Y1 receptors regulate aggressive behavior by modulating serotonin pathways

Abstract

Neuropeptide Y (NPY) is pivotal in the coordinated regulation of food intake, growth, and reproduction, ensuring that procreation and growth occur only when food is abundant and allowing for energy conservation when food is scant. Although emotional and behavioral responses from the higher brain are known to be involved in all of these functions, understanding of the coordinated regulation of emotion/behavior and physiological functions is lacking. Here, we show that the NPY system plays a central role in this process because ablation of the Y1 receptor gene leads to a strong increase in territorial aggressive behavior. After exposure to the resident-intruder test, expression of c-fos mRNA in Y1-knockout mice is significantly increased in the medial amygdala, consistent with the activation of centers known to be important in regulating aggressive behavior. Expression of the serotonin [5-hydroxytryptamine (5-HT)] synthesis enzyme tryptophan hydroxylase is significantly reduced in Y1-deficient mice.

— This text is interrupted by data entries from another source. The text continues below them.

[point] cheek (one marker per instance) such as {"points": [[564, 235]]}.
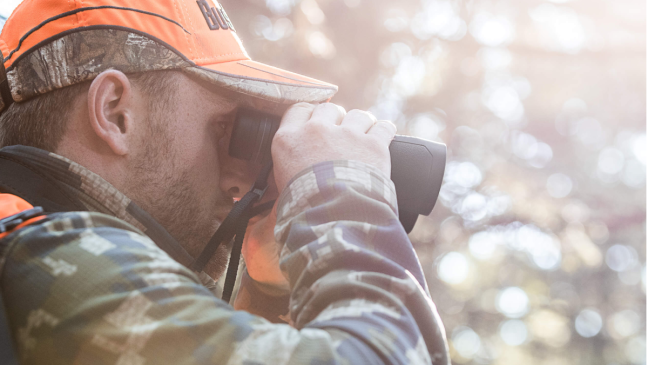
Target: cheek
{"points": [[197, 156]]}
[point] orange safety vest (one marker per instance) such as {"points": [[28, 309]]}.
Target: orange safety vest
{"points": [[16, 213]]}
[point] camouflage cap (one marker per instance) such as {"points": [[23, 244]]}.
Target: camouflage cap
{"points": [[51, 44]]}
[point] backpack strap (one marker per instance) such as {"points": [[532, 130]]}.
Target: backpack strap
{"points": [[15, 213]]}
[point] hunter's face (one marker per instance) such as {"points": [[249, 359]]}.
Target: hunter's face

Importantly, treatment with a 5-HT-1A agonist, (+/-)-8-hydroxy-2-(di-n-propylamino)tetralin hydrobromide, abolished the aggressive behavior in Y1-knockout mice. These results suggest that NPY acting through Y1 receptors regulates the 5-HT system, thereby coordinately linking physiological survival mechanisms such as food intake with enabling territorial aggressive behavior.

Fig. 1.

Territorial aggression and its reduction after 5-HT1A agonist treatment. (a and b) Territorial aggression in group-housed (a) and individually housed (b) mice after being tested in the RI paradigm. Frequencies [n] of aggressive behaviors such as tail rattling, aggressive grooming, and biting in control and Y1^-/- mice are shown. Data represent means ± SEM (n = 9-12 mice). Significant post hoc effects vs. control animals are indicated by asterisks (^*, P < 0.05; ^**, P < 0.01; ^***, P < 0.001). (c) Territorial aggression in individually housed mice after being tested in the RI paradigm. Latencies [s] of aggressive behaviors such as tail rattling, aggressive grooming, and biting in control and Y1^-/- mice are shown. Data represent means ± SEM (n = 10-12 mice). Significant post hoc effects vs. control animals are indicated by asterisks (^*, P < 0.05; ^***, P < 0.001). (d) Reduction in territorial aggressive behavior in the RI paradigm 25 min after s.c. treatment with different doses (saline, 0.1 or 1.0 mg/kg) of a 5HT-1A agonist (8-OH-DPAT). Latencies [s] of aggressive behaviors such as tail rattling, aggressive grooming, and biting in control and Y1^-/- mice are shown, dependent on different drug doses (mg/kg of body weight). Data represent means ± SEM (n = 9-10 mice). Significant post hoc effects vs. control animals are indicated by asterisks (^*, P < 0.05; ^**, P < 0.01).

Fig. 2.

Neuropeptide mRNA expression in the CNS. Altered neuropeptide mRNA levels in areas involved in aggression and feeding in Y1-deficient mice. High-power photomicrographs of photo emulsion-dipped sections obtained from control (a, c, e, g, i, and k) and Y1^-/- (b, d, f, h, j, and l) mice after in situ hybridization for neuropeptide mRNAs. NPY in the accessory olfactory bulb (a and b), GnRH in scattered neurons of the medial septal nucleus (c and d), CART in the medial (e and f) and central (g and h) amygdaloid nucleus and the arcuate nucleus (i and j), and POMC in the arcuate nucleus (k and l) are depicted. (Scale bar = 100 μm.)

Fig. 3.

TPH mRNA and c-fos mRNA expression in CNS. (a-d) Photomicrographs of photo emulsion-dipped sections obtained from Y1^-/- (a and c) and control (b and d) mice after in situ hybridization for TPH mRNA. The dorsal raphe nucleus is depicted in a and b, and the pontine nucleus is shown in c and d. Aq, aqueduct. (e and f) c-fos mRNA expression in the central nucleus of the amygdala of Y1^-/- and control mice, respectively, after exposure to the RI test. (Scale bar = 40 μm.)